The weak September employment report followed a string of relatively disappointing data releases, prompting many to question the feasibility of strong growth over the next few quarters. While these data imply slightly softer growth in Q3, they certainly do not negate the outlook for a strong cyclical bounce in activity. The common argument from the bearish camp is that the July and August data were temporarily boosted by the Cash-for-Clunkers program, making it difficult to assess the true trend in activity.
However, a bullish party of analysts argue against this premise since industrial production and retail sales increased, even after netting out autos. Manufacturing production ex-autos rose by 0.6 percent in July and 0.4 percent in August. The September report, released on Friday, should show a small gain in manufacturing output ex-autos, which will still leave the data up 2.3 percent q/q saar in Q3, a notable shift from the 8.6 percent decline in Q2.
Recent industrial output data for the euro area have surprised significantly on the upside of the consensus. For July and August, they have risen strongly in the big three countries, which paves the way for strong real GDP expansion in the euro area. In particular, analysts continue to look for German GDP to have risen 0.9 percent q/q, France to have risen 0.7 percent and Spain to be about flat. Moreover, the big upside news for Italian industrial output in August, even though due to idiosyncratic seasonal adjustment, nonetheless implies that Italian Q3 GDP estimate will also be revised up significantly (from 0.2 percent q/q currently).
While the industrial output data are very encouraging, they may be somewhat overstating the recent improvement. They go further than the survey data are implying, and the trade data (including the latest French August data) suggest that activity may not be improving quite so fast on an underlying basis. While euro area exports to Asia have rebounded the most quickly, and in July were approaching the 2008 average, exports to other regions have overall been stagnant, particularly within Europe.
With growth recovery still in the nascent stage, there is little evidence of an inflationary impact yet. Last week's data indicates that inflation is still declining in Russia and Ukraine. Russian CPI inflation eased to 10.7 percent y/y on weak consumer demand. Given this trend, analysts expect the CBR to cut another 75bp this year and an additional 125bp next year (taking the policy rate from 10.0 percent to 8.0 percent). Inflation also eased in Ukraine (to 15 percent y/y from 15.3 percent y/y last month). Russian Finance minister Kudrin indicated over the weekend that Russia is in discussions with the World Bank (WB) over a loan of between USD2 - 4bn.

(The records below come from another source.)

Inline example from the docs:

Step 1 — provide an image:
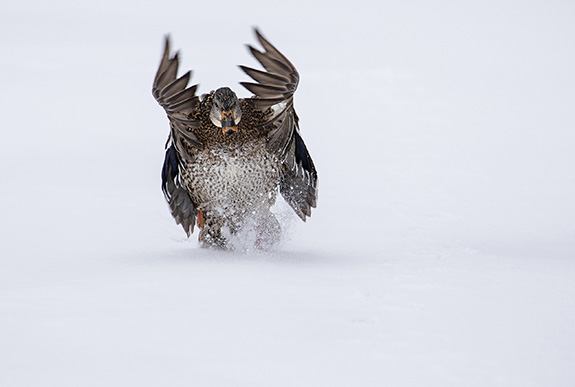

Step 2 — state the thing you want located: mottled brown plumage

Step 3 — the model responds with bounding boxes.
[152,30,317,248]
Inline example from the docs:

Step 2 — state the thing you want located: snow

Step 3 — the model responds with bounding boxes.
[0,0,575,386]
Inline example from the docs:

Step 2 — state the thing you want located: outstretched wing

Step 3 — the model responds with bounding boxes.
[152,36,200,236]
[240,29,317,221]
[162,144,197,237]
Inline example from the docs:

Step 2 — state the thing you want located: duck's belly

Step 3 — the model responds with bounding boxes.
[183,146,280,213]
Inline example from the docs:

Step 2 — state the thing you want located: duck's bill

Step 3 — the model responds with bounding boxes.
[222,110,238,134]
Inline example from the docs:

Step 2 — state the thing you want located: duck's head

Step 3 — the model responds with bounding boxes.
[210,87,242,134]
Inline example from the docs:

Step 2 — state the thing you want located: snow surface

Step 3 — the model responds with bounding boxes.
[0,0,575,386]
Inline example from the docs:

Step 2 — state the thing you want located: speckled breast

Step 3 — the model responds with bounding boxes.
[183,143,280,214]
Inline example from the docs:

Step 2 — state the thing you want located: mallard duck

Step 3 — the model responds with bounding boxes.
[152,29,317,248]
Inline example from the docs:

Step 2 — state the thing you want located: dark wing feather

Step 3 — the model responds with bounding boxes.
[162,145,197,236]
[240,29,317,221]
[152,36,200,150]
[152,36,200,236]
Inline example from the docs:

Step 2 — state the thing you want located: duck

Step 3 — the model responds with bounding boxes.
[152,28,318,249]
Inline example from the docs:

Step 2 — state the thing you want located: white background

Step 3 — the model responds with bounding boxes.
[0,0,575,386]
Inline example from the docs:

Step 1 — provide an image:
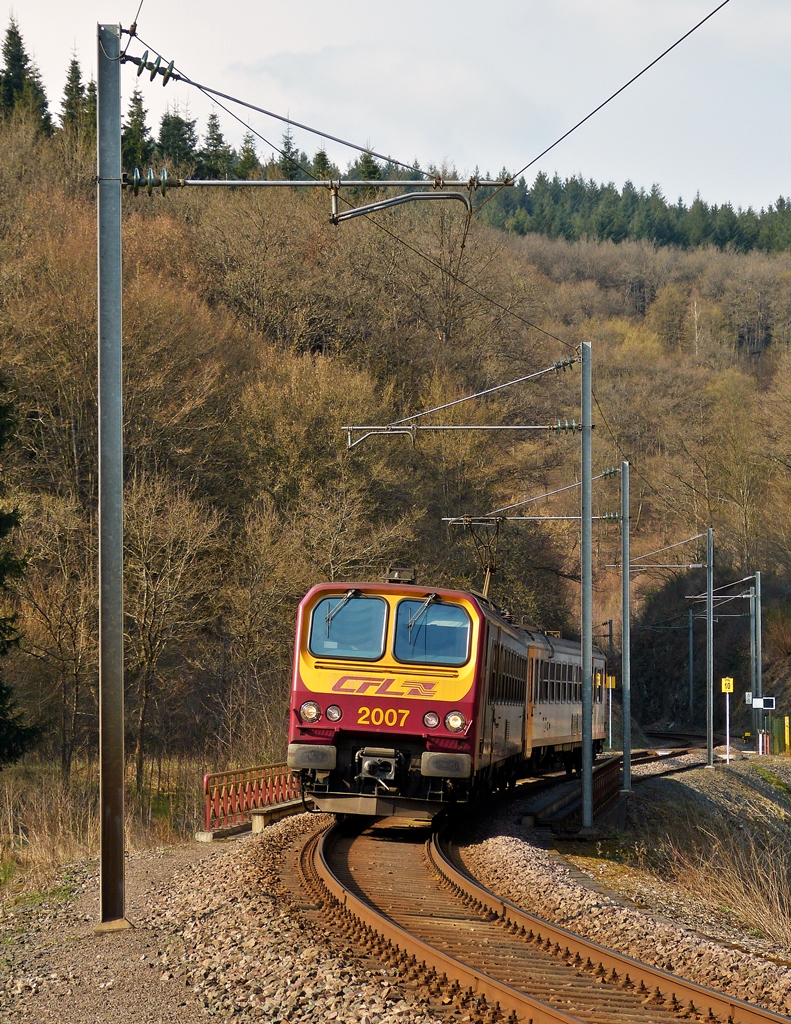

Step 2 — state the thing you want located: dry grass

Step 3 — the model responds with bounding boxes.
[0,761,203,897]
[633,809,791,948]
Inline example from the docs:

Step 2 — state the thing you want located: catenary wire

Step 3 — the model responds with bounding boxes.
[126,36,659,494]
[131,36,426,177]
[475,0,731,212]
[129,36,576,351]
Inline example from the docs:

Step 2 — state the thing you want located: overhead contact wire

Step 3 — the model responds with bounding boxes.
[132,36,426,180]
[475,0,731,213]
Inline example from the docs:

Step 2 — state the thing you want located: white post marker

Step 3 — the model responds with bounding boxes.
[722,676,734,765]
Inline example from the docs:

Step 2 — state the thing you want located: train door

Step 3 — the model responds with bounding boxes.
[477,626,500,769]
[522,647,538,760]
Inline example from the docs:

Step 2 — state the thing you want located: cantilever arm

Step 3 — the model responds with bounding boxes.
[330,191,472,224]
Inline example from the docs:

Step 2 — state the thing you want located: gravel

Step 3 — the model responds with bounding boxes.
[0,755,791,1024]
[463,763,791,1015]
[0,814,444,1024]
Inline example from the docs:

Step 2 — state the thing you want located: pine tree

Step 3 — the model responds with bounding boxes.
[278,125,301,181]
[0,17,52,135]
[237,132,261,181]
[200,111,233,178]
[357,153,382,181]
[0,379,41,766]
[157,109,198,167]
[60,56,85,132]
[121,89,154,174]
[314,148,331,180]
[83,79,96,144]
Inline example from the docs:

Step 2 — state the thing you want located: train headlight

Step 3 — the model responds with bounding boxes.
[445,711,467,732]
[299,700,322,722]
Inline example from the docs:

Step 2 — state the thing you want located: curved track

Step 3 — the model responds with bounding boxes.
[300,818,787,1024]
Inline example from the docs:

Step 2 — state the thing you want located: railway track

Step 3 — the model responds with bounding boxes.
[299,818,788,1024]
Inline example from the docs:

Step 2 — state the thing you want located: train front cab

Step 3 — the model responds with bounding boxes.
[288,584,485,819]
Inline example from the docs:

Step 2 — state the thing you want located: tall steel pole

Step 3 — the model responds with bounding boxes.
[706,526,714,768]
[621,462,632,793]
[96,25,128,931]
[690,608,695,725]
[581,341,593,828]
[755,572,764,750]
[750,587,760,754]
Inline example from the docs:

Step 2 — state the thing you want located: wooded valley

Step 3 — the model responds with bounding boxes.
[0,16,791,802]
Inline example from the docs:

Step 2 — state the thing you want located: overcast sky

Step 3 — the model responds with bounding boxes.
[10,0,791,208]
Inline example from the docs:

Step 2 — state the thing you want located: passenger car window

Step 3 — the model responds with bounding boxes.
[308,594,387,662]
[393,600,471,665]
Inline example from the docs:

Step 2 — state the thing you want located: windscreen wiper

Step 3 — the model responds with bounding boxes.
[407,594,436,647]
[324,590,359,640]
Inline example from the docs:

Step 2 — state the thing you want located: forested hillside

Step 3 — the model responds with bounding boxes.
[0,16,791,786]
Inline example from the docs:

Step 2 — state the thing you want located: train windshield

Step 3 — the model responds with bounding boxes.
[394,601,470,665]
[309,592,387,662]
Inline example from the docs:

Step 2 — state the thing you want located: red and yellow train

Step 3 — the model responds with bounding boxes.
[288,583,606,819]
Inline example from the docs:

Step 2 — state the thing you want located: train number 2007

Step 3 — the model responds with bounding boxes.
[357,708,409,726]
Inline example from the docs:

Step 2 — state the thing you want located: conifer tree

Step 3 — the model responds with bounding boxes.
[278,125,301,180]
[0,17,52,135]
[83,79,96,143]
[200,111,233,178]
[157,108,198,167]
[314,148,333,179]
[121,89,154,174]
[237,132,261,181]
[60,56,85,132]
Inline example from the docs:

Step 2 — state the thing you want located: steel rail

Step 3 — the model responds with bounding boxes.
[303,806,788,1024]
[430,827,788,1024]
[314,825,583,1024]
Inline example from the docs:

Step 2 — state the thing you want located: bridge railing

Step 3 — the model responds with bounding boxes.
[203,761,299,831]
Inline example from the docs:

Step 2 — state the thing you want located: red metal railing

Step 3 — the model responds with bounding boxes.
[203,761,299,831]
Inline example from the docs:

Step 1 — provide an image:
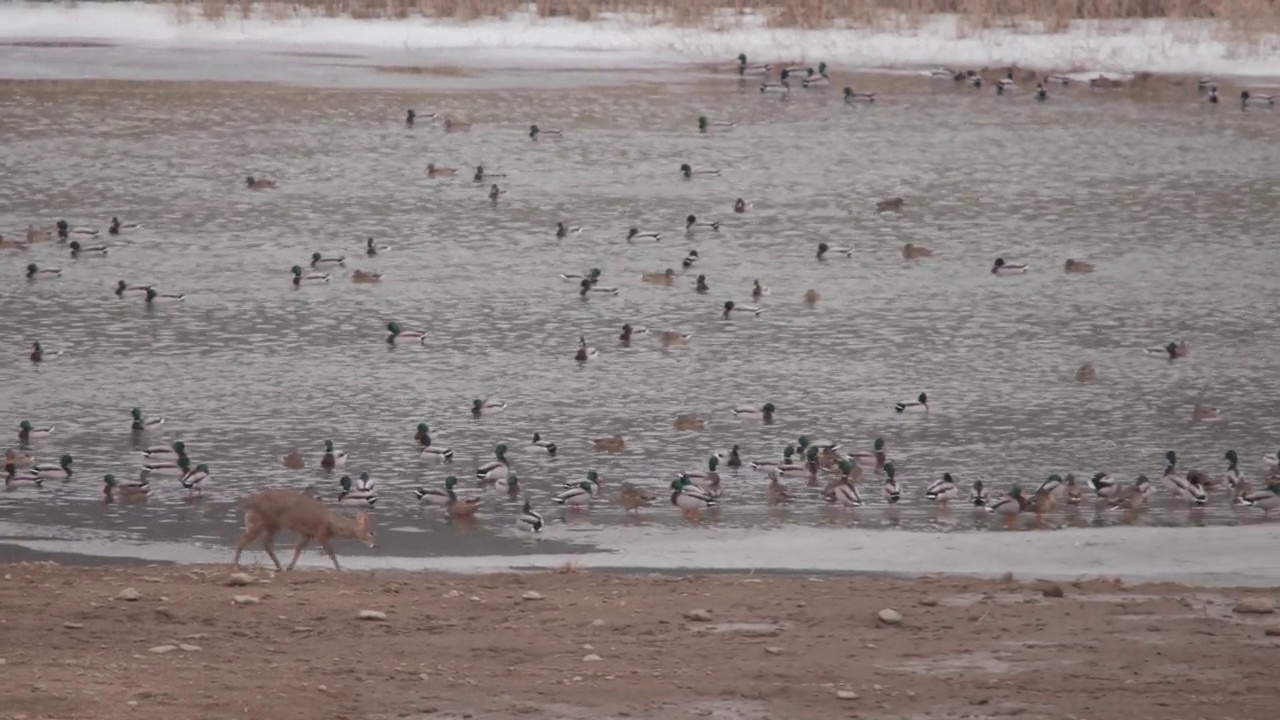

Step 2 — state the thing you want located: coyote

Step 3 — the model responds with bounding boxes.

Analysts believe that a large WB loan would mean a smaller-than-planned drain on the reserves fund. This news together with the fact that oil continues to rise and global sentiment continues to improve signifies a beneficial positioning of Russian economy for the quarters to come. Unfortunately, this cannot be spread to Ukraine. The review for the next IMF loan is in mid-October and the risks are growing that the loan disbursement (scheduled for mid November) will be delayed.